The audio received from the TTS will be played in context order. That is, if we requested audio for a context “A” and then audio for context “B”, the audio from context ID “A” will be played first.

Parameters:: **kwargs – Additional arguments passed to the parent WebsocketWordTTSService.

async create_audio_context(context_id)[source]

Create a new audio context for grouping related audio.

Parameters:: context_id (str) – Unique identifier for the audio context.

async append_to_audio_context(context_id, frame)[source]

Append audio to an existing context.

Parameters:

context_id (str) – The context to append audio to.
frame (TTSAudioRawFrame) – The audio frame to append.

async remove_audio_context(context_id)[source]

Remove an existing audio context.

Parameters:: context_id (str) – The context to remove.

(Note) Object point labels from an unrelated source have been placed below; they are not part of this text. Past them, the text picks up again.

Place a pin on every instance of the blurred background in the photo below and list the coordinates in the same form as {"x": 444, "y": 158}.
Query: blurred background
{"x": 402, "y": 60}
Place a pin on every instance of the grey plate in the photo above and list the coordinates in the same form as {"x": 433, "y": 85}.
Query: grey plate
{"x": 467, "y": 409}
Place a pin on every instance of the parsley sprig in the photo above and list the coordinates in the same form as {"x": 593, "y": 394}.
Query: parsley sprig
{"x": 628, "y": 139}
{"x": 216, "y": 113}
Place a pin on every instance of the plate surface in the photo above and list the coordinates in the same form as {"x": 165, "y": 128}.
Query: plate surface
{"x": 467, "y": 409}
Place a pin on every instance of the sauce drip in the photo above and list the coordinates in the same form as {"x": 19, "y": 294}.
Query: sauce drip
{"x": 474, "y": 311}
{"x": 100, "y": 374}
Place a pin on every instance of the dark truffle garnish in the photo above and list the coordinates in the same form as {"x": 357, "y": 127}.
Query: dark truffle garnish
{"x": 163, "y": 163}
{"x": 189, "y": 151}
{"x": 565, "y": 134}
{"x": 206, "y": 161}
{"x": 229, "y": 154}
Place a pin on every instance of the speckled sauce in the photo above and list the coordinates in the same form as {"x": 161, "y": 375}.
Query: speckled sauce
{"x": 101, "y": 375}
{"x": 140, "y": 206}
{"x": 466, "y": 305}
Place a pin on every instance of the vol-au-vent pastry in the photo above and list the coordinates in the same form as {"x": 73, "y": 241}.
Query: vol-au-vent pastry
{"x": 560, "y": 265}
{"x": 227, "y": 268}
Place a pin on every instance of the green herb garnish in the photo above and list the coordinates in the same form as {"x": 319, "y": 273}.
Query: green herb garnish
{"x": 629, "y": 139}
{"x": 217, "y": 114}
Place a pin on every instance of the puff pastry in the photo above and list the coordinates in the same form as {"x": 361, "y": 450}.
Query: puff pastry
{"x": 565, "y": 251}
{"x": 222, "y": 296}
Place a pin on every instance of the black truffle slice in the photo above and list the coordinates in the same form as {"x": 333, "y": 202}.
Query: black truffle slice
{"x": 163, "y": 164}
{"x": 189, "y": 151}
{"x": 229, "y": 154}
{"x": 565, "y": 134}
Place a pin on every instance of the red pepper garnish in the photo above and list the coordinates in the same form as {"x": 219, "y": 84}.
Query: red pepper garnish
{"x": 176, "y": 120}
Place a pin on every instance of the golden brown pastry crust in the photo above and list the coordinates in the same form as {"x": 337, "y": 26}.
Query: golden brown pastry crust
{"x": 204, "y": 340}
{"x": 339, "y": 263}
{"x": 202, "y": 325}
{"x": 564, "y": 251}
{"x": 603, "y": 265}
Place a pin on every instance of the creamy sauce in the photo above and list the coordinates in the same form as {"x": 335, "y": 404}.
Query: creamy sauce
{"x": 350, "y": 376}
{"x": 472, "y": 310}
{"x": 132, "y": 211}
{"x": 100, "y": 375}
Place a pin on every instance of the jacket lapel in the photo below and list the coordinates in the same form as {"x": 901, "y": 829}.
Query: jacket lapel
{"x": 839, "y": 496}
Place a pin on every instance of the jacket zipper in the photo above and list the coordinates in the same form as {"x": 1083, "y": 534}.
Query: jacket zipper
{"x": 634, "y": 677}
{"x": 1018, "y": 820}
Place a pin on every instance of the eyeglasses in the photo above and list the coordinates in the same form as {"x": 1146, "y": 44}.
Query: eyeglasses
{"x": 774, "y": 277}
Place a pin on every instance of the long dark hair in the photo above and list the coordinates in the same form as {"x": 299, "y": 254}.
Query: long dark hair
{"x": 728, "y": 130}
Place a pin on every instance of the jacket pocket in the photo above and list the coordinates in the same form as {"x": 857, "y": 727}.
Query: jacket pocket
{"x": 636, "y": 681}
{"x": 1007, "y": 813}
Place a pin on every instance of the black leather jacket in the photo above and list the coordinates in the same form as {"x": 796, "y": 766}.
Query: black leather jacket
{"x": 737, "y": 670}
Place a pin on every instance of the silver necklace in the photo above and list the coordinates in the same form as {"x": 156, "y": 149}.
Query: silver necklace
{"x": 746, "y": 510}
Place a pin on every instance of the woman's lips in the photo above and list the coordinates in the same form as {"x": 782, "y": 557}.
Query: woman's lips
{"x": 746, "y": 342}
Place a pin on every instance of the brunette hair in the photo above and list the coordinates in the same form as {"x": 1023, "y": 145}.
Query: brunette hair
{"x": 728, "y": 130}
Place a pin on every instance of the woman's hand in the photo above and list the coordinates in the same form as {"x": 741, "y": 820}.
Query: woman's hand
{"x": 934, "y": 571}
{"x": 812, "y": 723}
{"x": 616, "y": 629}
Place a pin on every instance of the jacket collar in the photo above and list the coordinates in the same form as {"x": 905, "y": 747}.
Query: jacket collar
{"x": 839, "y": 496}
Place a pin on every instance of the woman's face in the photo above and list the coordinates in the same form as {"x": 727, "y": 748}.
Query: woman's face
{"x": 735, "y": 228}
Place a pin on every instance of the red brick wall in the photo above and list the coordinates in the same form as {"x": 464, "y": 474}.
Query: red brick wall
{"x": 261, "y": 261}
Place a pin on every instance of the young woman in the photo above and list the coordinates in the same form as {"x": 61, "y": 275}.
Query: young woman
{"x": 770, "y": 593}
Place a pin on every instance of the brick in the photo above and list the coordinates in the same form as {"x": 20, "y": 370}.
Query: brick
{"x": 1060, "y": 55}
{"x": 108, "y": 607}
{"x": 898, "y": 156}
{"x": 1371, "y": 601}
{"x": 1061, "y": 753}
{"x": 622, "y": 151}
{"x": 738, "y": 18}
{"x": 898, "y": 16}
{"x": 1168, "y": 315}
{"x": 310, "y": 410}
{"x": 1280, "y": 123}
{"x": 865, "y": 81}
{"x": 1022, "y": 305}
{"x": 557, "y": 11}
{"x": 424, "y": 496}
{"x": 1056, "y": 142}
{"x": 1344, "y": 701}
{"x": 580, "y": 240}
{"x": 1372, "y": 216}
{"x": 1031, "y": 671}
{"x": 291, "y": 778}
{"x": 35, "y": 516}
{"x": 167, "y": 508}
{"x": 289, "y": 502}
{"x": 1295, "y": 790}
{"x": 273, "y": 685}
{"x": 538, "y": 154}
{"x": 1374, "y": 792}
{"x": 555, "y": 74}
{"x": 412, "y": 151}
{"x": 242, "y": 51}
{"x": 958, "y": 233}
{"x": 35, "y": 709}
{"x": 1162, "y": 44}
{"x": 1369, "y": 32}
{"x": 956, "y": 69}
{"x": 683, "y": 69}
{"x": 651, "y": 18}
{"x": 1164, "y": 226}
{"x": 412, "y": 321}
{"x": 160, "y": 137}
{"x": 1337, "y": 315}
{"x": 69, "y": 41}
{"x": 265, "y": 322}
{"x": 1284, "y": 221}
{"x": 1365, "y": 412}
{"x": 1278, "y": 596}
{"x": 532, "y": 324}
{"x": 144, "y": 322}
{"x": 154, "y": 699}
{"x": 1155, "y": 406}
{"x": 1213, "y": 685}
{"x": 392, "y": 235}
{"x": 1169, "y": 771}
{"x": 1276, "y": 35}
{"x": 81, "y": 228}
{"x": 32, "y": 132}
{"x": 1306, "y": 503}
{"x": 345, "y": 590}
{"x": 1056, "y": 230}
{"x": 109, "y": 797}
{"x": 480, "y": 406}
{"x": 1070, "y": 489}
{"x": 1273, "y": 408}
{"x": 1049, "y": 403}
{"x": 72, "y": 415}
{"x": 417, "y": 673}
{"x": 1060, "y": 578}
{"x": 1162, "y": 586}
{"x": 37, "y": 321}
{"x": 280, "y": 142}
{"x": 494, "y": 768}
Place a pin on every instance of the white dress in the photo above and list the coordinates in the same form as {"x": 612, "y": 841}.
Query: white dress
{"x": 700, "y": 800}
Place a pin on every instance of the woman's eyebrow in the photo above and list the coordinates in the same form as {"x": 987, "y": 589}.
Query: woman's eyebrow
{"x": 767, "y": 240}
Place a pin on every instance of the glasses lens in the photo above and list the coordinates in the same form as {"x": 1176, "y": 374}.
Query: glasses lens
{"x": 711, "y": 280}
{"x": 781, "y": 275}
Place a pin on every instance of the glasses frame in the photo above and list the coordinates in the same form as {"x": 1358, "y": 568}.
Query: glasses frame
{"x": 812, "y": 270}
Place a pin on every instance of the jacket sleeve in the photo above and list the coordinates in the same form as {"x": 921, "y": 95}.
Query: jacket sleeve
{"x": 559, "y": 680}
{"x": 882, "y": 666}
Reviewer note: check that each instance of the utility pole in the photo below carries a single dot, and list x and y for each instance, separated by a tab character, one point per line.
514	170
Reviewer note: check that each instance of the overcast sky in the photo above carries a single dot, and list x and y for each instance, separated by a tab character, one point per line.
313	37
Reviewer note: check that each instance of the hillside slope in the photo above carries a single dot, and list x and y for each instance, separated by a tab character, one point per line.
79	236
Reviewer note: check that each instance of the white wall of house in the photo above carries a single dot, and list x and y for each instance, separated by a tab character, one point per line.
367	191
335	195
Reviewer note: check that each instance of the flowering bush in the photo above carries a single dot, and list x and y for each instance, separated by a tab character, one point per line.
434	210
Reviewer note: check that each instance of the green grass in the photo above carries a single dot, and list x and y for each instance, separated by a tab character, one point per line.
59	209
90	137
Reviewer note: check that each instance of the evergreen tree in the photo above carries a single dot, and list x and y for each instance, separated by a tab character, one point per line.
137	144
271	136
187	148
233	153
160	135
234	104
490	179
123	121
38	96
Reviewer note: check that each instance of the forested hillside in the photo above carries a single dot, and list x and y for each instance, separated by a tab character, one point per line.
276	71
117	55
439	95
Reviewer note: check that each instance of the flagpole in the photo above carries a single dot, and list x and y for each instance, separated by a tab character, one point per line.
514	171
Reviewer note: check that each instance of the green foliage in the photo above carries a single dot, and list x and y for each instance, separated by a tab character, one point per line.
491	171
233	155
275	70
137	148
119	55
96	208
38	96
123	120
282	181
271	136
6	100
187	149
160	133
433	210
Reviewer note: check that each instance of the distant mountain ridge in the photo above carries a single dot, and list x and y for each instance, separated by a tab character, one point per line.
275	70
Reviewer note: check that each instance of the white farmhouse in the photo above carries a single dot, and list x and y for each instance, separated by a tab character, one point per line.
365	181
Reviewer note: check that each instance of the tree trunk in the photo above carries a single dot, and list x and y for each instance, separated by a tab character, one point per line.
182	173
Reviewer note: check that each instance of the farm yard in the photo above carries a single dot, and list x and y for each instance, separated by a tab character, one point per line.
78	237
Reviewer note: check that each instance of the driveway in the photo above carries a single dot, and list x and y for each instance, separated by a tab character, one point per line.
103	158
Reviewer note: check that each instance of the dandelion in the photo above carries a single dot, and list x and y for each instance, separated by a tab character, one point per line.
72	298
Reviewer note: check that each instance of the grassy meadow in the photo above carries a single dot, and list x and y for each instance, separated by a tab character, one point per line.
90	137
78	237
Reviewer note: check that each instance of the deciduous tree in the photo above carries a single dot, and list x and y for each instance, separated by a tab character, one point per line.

audio_context_available(context_id)[source]

Check whether the given audio context is registered.

Parameters:: context_id (str) – The context ID to check.
Returns:: True if the context exists and is available.
Return type:: bool

async start(frame)[source]

Start the audio context TTS service.

Parameters:: frame (StartFrame) – The start frame containing initialization parameters.

async stop(frame)[source]

Stop the audio context TTS service.

Parameters:: frame (EndFrame) – The end frame.

async cancel(frame)[source]

Cancel the audio context TTS service.

Parameters:: frame (CancelFrame) – The cancel frame.